Yesterday, China's Youku, which started as a YouTube-style user-uploaded video site, but has evolved to a Hulu-style distributor of professional video, went public on the New York Stock Exchange. It offered 15.85 million American Depositary Receipts, or "ADRs," which represent ownership shares in non-U.S. companies, at $12.80 apiece, raising over $200 million. When the market closed, the ADRs stood at $33.44, up 161%, the best one-day performance for a U.S. IPO in the last 5 years (they're up another $5 today as well). Youku, which recorded $35 million in revenue for the first nine months of this year (and a $25 million loss), had an end of day valuation of $3 billion+.
Yes, I know what you're thinking - this is crazy, the bubble days have returned and there's a huge "China factor" multiplier at work for Youku. All of that is no doubt true. But here's something else that's true - while the global economy and stock markets have undergone wrenching change and volatility over the last 2+ years, the online video market has boomed. For certain kinds of investors (both professional and non-professional) who value growth over everything else, there are few sectors which have more appealing characteristics. As tens of millions of people have adopted online and mobile video, devices for viewing online video on TVs have proliferated, premium content has become available and business models have firmed, investors have taken notice.
And that brings us to the question of whether Youku's success may help spark a series of IPOs by U.S. online video companies in '11. Though I have no inside knowledge and I concede this is purely speculation, I think the answer is yes, assuming the markets cooperate.
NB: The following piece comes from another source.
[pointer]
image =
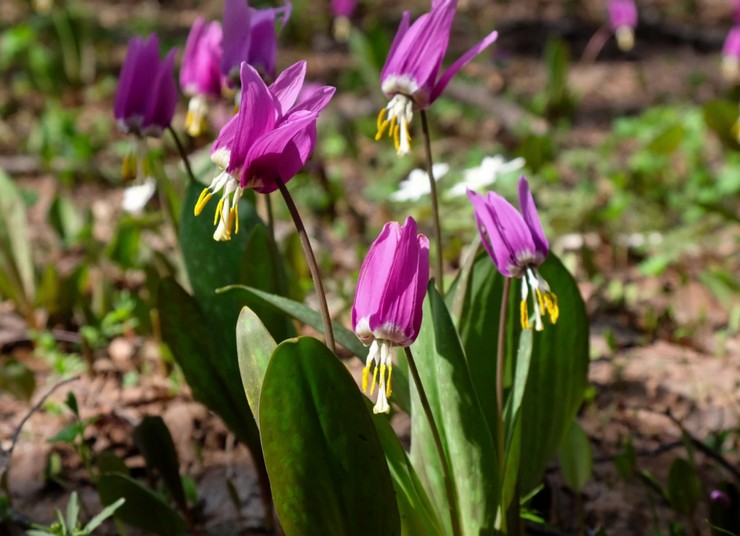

In reality, private investors have been betting strongly on the online and mobile video industries for a while now. According to the data I collect each quarter, at least $1.2 billion has been raised by private video-oriented companies in the last 2 years. These investors of course expect liquidity at some point, and while there has been some industry consolidation, bigger payoffs almost always come through public offerings.
However, even as online video usage has exploded, there have been few "pure-play" opportunities for public investors to bet on. In fact, Netflix has probably been the closest proxy, and note that as it has gained millions of subscribers this year and inked content for its Watch Instantly feature, it has cleverly been re-branding itself as a "streaming" content company (its stock has more than tripled this year to nearly $190/share).
As other online video companies have grown nicely they now appear well-positioned to offer public investors a chance to buy in. Companies that have leading shares in key sectors would be most likely to go out first, suggesting Demand Media (which has already filed), Hulu (content aggregation), Brightcove (software, publishing), Tremor Media (advertising, monetization) plus a number of infrastructure-focused companies would be likely early candidates. Once again I have no inside knowledge and am not recommending buying any of these companies should they actually go public.
2010 has been a huge year for online and mobile video consumption and signs point to 2011 being even bigger. If that's the case, successful companies in the sector will continue to attract investor attention, drafting on the success of those like Youku.
What do you think? Post a comment now (no sign-in required). Update: Youku closed up another another 28% today, to close at $42.70. Valuation now around $4.3 billion. Feels like '99 all over again.